§ 2. Die Urteilsanalyse

Maréchal sucht den Phänomenalismus und Agnostizismus Kants dadurch zu überwinden, daß er dessen bloß formalistische Konzeption der Urteilsanalyse auf dem von Kant selbst anerkannten Wege in eine dynamistische Konzeption übersteigt.

Er weist auf, daß die Setzung des Objekts als Objekt ("objectivation") nicht dann schon hinreichend erklärt ist, wenn man sie mit Kant als eine reine Synthese von Begriffen beschreibt, sondern daß sie wesentlich als "Affirmation" verstanden werden muß (1). Diese Affirmation ist jedoch keine bloße Kategorie innerhalb der Komposition von Bewußtseinsgehalten (im Sinne Kants), sondern eine Aktivität des Subjekts, in der es seine Denkgehalte auf einen außerhalb des subjektiven Denkens liegenden "Punkt" bezieht: Im "Ist-Sagen" setzt sich das Subjekt für die

Seite 48:

Geltung des Gegenstandes ein, indem es ihn auf das absolute Sein bezieht, und setzt so erst den Gegenstand als solchen ("objectivation") (2).

Diese Bezugsetzung des Bewußtseinsgehaltes (der synthetischen Verstandeseinheit) auf das absolute Sein ist Ausdruck der finalen Hinordnung der Vernunft auf ihr letztes Ziel, die absolute Wahrheit. Die Objektivation geschieht dergestalt, daß der Geist seine Einzelgegebenheiten in die Perspektive dieses letzten Zieles "projiziert" (3). Die Affirmation der partikulären Gehalte ist eine transzendente Antizipation" der erstrebten absoluten Wahrheit (4). Von dieser affirmierten absoluten Realität her beziehen erst die Einzelgehalte ihre reale Geltung.
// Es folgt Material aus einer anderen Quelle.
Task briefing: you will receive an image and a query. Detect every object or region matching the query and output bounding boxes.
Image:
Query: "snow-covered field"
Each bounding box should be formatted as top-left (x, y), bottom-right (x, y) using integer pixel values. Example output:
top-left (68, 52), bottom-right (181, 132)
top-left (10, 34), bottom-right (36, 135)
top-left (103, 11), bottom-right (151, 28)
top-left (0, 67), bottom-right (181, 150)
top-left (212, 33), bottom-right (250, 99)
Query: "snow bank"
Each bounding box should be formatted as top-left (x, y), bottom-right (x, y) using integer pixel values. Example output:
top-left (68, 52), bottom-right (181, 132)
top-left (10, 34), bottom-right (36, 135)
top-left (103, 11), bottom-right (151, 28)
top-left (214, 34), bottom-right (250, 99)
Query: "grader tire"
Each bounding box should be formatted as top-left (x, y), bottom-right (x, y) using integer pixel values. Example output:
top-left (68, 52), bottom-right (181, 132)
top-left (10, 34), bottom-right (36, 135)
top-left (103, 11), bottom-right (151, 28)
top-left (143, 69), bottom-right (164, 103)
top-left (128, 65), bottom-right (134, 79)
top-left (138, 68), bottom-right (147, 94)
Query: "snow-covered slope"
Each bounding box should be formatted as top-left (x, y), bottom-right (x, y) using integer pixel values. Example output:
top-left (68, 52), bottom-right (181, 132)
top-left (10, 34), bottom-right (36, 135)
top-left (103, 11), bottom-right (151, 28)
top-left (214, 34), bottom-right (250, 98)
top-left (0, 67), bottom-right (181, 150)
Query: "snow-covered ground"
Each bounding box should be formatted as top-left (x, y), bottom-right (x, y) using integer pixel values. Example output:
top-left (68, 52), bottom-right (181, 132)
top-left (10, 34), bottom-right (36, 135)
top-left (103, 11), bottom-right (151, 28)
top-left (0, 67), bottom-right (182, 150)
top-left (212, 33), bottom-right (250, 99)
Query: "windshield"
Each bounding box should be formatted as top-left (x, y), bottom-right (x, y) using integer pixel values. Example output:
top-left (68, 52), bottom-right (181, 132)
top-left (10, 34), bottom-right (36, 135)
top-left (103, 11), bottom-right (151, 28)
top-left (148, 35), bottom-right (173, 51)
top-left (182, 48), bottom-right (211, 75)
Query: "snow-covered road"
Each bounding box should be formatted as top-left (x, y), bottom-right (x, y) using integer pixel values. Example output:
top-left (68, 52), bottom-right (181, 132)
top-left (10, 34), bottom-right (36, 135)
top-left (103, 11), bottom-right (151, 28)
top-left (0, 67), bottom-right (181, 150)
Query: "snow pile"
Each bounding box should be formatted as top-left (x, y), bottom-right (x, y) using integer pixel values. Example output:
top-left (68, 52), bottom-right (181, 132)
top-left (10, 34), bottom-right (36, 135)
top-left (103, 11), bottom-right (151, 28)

Die Hauptfrage ist nun, ob dieses unendliche Sein - als absolute Wahrheit das letzte Ziel der Vernunft - nur ein subjektiv postuliertes Ideal ist oder eine "absolute objektiv notwendige Realität" (5).

ANMERKUNGEN

1 Cah. V, livre II, sect. II, chap. V, §§ 1-3.

2 Ebd. § 4 (s. bes. p. 307).

3 "N'est-ce point là exactement le mécanisme de l'affirmation? et n'est-ce point en vertu de ce mécanisme qu'elle est nécessairement 'objectivante'? Considérée comme un moment dans l'ascension de l'intelligence vers la possession finale du 'vrai' absolu, qui est le 'bien' de l'esprit, elle projette implicitement ('exercite') les données particulières dans la perspective de cette Fin dernière, et par la même les objective devant le sujet" (Cah. V 313 f.).

4 Ebd. 314.

5 "Mais ce terme suprême, où s'oriente l'obscure 'poussée en avant' qui soutient nos affirmations, n'est-il qu'un Idéal subjectivement postulé? Est-il au contraire ... une Réalité absolue objectivement nécessaire?' (Cah. V 315).